By these the Pontifexes were welcomed as great acquisitions to the neighbourhood. Mr Pontifex, they said was so clever; he had been senior classic and senior wrangler; a perfect genius in fact, and yet with so much sound practical common sense as well. As son of such a distinguished man as the great Mr Pontifex the publisher he would come into a large property by-and-by. Was there not an elder brother? Yes, but there would be so much that Theobald would probably get something very considerable. Of course they would give dinner parties. And Mrs Pontifex, what a charming woman she was; she was certainly not exactly pretty perhaps, but then she had such a sweet smile and her manner was so bright and winning. She was so devoted too to her husband and her husband to her; they really did come up to one’s ideas of what lovers used to be in days of old; it was rare to meet with such a pair in these degenerate times; it was quite beautiful, etc., etc. Such were the comments of the neighbours on the new arrivals.
As for Theobald’s own parishioners, the farmers were civil and the labourers and their wives obsequious. There was a little dissent, the legacy of a careless predecessor, but as Mrs Theobald said proudly, “I think Theobald may be trusted to deal with that.” The church was then an interesting specimen of late Norman, with some early English additions. It was what in these days would be called in a very bad state of repair, but forty or fifty years ago few churches were in good repair. If there is one feature more characteristic of the present generation than another it is that it has been a great restorer of churches.

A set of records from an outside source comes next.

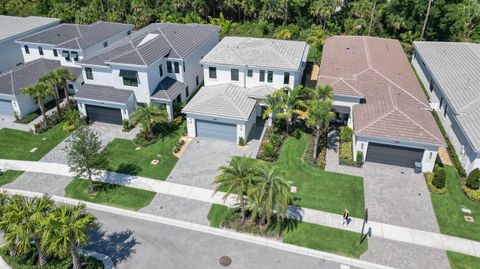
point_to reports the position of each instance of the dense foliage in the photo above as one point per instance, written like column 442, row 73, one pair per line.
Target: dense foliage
column 454, row 20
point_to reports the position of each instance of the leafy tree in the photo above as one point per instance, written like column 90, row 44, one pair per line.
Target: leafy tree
column 66, row 230
column 85, row 153
column 147, row 116
column 237, row 178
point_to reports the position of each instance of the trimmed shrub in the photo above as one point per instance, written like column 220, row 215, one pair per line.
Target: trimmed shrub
column 473, row 179
column 439, row 178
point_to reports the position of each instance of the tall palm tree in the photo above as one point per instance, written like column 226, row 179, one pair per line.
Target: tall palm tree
column 274, row 193
column 148, row 115
column 40, row 91
column 237, row 178
column 66, row 230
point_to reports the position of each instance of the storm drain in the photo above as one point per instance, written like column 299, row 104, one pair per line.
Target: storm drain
column 225, row 261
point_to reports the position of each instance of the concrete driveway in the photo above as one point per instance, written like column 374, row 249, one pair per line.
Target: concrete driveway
column 396, row 195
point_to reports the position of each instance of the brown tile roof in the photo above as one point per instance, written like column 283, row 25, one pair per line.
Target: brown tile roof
column 376, row 69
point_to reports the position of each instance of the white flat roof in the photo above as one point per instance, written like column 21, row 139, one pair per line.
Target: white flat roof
column 11, row 26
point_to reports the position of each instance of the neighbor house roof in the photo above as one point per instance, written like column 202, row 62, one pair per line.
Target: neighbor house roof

Horace preached church restoration in his ode:—
Delicta majorum immeritus lues,
Romane, donec templa refeceris
Aedesque labentes deorum et
Foeda nigro simulacra fumo.
Nothing went right with Rome for long together after the Augustan age, but whether it was because she did restore the temples or because she did not restore them I know not. They certainly went all wrong after Constantine’s time and yet Rome is still a city of some importance.
I may say here that before Theobald had been many years at Battersby he found scope for useful work in the rebuilding of Battersby church, which he carried out at considerable cost, towards which he subscribed liberally himself. He was his own architect, and this saved expense; but architecture was not very well understood about the year 1834, when Theobald commenced operations, and the result is not as satisfactory as it would have been if he had waited a few years longer.
Every man’s work, whether it be literature or music or pictures or architecture or anything else, is always a portrait of himself, and the more he tries to conceal himself the more clearly will his character appear in spite of him. I may very likely be condemning myself, all the time that I am writing this book, for I know that whether I like it or no I am portraying myself more surely than I am portraying any of the characters whom I set before the reader. I am sorry that it is so, but I cannot help it—after which sop to Nemesis I will say that Battersby church in its amended form has always struck me as a better portrait of Theobald than any sculptor or painter short of a great master would be able to produce.